Hierarchy
SAP_BASIS (Software Component) SAP Basis Component⤷
BC-SEC-USR-ADM (Application Component) User and Authorization Management⤷
SUSR (Package) ABAP User Administration
Basic Data
| Data Element | XUOBJECT |
| Short Description | Authorization Object |
Data Type
| Category of Dictionary Type | D | Domain |
| Type of Object Referenced | No Information | |
| Domain / Name of Reference Type | XUOBJECT | |
| Data Type | CHAR | Character String |
| Length | 10 | |
| Decimal Places | 0 | |
| Output Length | 10 | |
| Value Table | TOBJ |
Further Characteristics
| Search Help: Name | ||
| Search Help: Parameters | ||
| Parameter ID | XUO | |
| Default Component name | ||
| Change document | ||
| No Input History | ||
| Basic direction is set to LTR | ||
| No BIDI Filtering |
Field Label
| Length | Field Label | |
| Short | 10 | Object |
| Medium | 15 | Object |
| Long | 20 | Authorization Object |
| Heading | 25 | Authorization Object |
Documentation
Definition
Element of the authorization system.
An authorization object combines up to 10 authorization fields, which are checked using the AND connective.
Authorizations are checked against objects in the system.
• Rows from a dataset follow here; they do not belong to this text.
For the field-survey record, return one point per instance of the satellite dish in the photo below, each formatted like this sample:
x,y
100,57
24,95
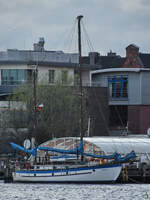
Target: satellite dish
x,y
27,144
148,132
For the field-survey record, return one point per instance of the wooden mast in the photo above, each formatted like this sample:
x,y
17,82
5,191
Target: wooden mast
x,y
80,79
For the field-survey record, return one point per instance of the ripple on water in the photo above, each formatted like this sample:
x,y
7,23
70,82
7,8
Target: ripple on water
x,y
74,191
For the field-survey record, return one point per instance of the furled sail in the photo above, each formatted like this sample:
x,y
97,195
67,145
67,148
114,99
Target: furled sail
x,y
77,150
30,151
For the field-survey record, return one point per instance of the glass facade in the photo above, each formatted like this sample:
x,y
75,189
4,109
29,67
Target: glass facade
x,y
118,87
13,76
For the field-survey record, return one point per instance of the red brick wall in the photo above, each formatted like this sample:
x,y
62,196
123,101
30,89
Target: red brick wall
x,y
131,57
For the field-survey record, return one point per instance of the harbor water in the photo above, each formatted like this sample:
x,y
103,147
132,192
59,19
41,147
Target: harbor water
x,y
14,191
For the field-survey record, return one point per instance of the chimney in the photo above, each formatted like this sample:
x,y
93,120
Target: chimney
x,y
93,56
132,50
40,45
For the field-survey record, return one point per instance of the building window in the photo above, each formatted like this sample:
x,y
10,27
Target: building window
x,y
13,76
118,86
64,76
51,76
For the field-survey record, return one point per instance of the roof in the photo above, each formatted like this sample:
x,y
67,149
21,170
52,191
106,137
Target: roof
x,y
49,64
104,62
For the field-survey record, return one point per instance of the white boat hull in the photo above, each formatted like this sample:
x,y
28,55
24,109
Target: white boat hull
x,y
83,174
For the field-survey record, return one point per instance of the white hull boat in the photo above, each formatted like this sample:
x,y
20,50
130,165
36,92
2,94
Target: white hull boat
x,y
98,173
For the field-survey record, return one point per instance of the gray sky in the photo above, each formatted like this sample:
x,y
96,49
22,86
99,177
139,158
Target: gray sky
x,y
110,24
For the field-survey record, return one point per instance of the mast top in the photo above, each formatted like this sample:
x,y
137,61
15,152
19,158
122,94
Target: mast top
x,y
79,17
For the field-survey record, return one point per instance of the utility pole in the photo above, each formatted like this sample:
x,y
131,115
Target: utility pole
x,y
80,79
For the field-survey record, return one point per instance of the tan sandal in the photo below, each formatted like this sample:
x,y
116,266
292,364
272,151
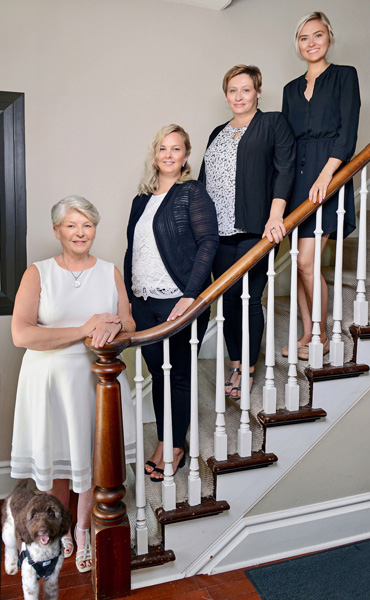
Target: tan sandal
x,y
67,546
82,556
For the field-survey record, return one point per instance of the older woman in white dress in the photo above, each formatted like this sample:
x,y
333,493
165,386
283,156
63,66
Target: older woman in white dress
x,y
60,302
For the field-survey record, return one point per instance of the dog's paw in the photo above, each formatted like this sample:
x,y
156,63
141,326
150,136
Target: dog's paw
x,y
11,566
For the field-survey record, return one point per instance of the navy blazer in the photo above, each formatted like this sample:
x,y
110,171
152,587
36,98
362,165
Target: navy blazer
x,y
265,168
186,234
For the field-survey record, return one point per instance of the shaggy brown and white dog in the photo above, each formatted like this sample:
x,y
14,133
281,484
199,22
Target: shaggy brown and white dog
x,y
32,527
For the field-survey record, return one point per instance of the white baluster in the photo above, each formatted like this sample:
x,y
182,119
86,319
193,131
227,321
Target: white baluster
x,y
168,484
141,526
194,481
316,347
244,432
292,387
360,305
336,344
269,389
220,437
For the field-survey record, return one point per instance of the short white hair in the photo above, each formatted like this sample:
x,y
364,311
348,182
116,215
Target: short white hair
x,y
314,16
60,209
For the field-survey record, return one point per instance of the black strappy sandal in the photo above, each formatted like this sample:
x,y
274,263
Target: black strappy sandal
x,y
228,380
238,388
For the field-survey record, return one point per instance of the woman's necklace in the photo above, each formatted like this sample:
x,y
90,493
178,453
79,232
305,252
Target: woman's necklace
x,y
75,277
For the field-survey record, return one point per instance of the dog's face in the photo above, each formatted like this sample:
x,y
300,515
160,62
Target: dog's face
x,y
43,520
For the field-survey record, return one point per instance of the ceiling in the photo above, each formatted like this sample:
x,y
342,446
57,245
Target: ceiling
x,y
212,4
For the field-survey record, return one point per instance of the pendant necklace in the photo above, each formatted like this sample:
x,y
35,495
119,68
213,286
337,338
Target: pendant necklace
x,y
75,277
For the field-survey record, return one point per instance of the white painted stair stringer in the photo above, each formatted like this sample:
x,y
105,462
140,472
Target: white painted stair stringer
x,y
196,543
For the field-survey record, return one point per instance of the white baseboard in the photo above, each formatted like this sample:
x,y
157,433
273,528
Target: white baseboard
x,y
208,348
289,533
6,482
148,410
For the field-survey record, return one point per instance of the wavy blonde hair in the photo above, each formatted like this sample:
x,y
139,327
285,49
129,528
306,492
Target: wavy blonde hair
x,y
150,183
314,16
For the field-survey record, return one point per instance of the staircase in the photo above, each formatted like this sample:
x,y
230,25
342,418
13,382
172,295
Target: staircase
x,y
214,532
242,489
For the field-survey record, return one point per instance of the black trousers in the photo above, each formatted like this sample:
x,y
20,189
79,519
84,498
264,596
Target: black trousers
x,y
151,312
230,249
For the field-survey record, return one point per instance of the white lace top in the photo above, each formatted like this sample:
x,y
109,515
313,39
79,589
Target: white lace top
x,y
149,275
220,163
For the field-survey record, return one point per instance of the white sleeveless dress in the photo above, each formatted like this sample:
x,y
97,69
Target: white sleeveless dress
x,y
53,434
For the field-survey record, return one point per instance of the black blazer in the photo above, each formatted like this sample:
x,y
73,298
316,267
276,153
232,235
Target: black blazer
x,y
265,167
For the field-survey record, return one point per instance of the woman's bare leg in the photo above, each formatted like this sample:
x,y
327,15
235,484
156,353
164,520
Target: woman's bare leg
x,y
306,247
84,510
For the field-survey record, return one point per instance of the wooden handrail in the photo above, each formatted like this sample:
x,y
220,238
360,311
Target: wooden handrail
x,y
234,273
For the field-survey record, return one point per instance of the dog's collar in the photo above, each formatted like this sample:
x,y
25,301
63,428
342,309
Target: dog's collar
x,y
43,568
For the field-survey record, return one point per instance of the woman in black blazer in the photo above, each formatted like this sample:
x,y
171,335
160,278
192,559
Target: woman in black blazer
x,y
323,108
172,239
248,170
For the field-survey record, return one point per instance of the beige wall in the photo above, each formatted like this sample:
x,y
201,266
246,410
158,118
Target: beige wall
x,y
337,467
101,76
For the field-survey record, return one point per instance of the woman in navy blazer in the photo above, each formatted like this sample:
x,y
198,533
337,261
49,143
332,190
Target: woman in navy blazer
x,y
248,170
172,238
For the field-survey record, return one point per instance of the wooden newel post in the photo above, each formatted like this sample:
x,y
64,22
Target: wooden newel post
x,y
110,529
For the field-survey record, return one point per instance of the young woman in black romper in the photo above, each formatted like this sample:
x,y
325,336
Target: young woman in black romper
x,y
322,107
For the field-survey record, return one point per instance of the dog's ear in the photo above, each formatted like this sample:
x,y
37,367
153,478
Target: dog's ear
x,y
66,522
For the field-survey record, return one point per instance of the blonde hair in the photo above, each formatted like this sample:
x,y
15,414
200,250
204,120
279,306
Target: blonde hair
x,y
60,209
314,16
253,72
150,183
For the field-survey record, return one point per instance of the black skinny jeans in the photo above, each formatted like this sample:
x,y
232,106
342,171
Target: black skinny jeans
x,y
151,312
230,249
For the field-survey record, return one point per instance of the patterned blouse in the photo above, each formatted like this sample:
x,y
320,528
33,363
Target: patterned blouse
x,y
220,164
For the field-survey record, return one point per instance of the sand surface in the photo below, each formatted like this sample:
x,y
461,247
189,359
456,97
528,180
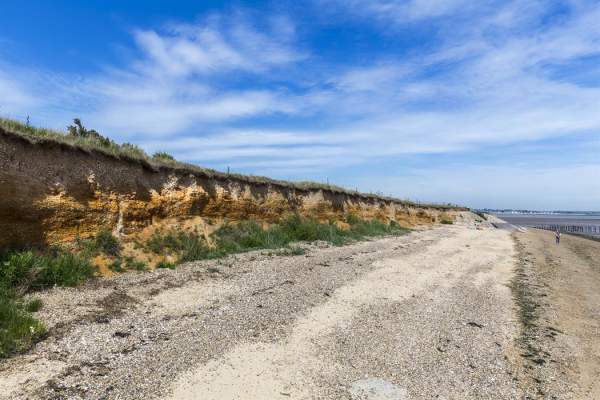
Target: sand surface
x,y
429,315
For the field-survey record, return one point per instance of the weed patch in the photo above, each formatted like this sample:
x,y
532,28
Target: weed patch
x,y
25,271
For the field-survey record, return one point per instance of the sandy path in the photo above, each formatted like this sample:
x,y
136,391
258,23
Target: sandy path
x,y
563,284
427,315
324,345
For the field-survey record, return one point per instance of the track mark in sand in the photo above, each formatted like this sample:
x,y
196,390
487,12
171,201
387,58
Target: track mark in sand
x,y
290,367
377,389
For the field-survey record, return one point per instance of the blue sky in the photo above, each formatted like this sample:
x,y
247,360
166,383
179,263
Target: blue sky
x,y
486,104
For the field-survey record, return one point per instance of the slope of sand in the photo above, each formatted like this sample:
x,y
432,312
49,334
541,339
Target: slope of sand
x,y
429,315
563,284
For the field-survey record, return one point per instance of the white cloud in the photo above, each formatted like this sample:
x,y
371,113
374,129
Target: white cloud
x,y
207,92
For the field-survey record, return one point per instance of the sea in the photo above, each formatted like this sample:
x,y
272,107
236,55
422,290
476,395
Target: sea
x,y
578,222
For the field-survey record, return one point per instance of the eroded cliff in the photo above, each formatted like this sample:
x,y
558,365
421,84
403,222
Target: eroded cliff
x,y
54,193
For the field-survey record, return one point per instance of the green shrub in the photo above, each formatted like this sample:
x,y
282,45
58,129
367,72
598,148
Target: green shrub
x,y
34,305
21,270
77,130
163,156
116,266
65,269
165,265
18,329
136,265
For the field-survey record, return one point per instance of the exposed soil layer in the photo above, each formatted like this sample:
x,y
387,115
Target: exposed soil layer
x,y
53,193
421,316
557,289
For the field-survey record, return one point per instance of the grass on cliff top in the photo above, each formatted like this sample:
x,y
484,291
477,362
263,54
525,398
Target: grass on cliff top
x,y
88,139
25,272
250,235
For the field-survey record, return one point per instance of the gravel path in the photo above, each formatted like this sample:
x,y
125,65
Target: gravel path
x,y
560,290
425,316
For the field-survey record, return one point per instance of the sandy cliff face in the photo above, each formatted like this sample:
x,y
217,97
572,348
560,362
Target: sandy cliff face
x,y
53,193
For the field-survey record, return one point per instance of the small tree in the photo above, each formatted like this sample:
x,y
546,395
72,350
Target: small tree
x,y
79,131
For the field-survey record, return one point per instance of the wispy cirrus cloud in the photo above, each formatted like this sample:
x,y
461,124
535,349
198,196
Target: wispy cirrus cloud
x,y
247,92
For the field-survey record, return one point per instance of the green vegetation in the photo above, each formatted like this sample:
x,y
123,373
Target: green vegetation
x,y
88,139
250,235
161,155
19,330
24,272
135,265
165,265
290,251
481,214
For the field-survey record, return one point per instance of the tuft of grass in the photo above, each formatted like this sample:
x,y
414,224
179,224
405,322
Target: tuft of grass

Authorization objects enable complex checks (linked to several conditions) of an authorization. For the authorization check to be successful, the user must pass the check for each field contained in the object.
Supplementary Documentation - XUOBJECT 0001
Use
Name of the object to which the authorization refers.
Procedure
Enter the object name or display a list of the objects from which you can choose the required object.
The identification of an authorization consists of the name of the authorization and the name of the object to which it refers.
Supplementary Documentation - XUOBJECT 0002
Use
Procedure
To give a user access authorization, enter the object required for this authorization in this column. Enter an authorization for every object in the right column.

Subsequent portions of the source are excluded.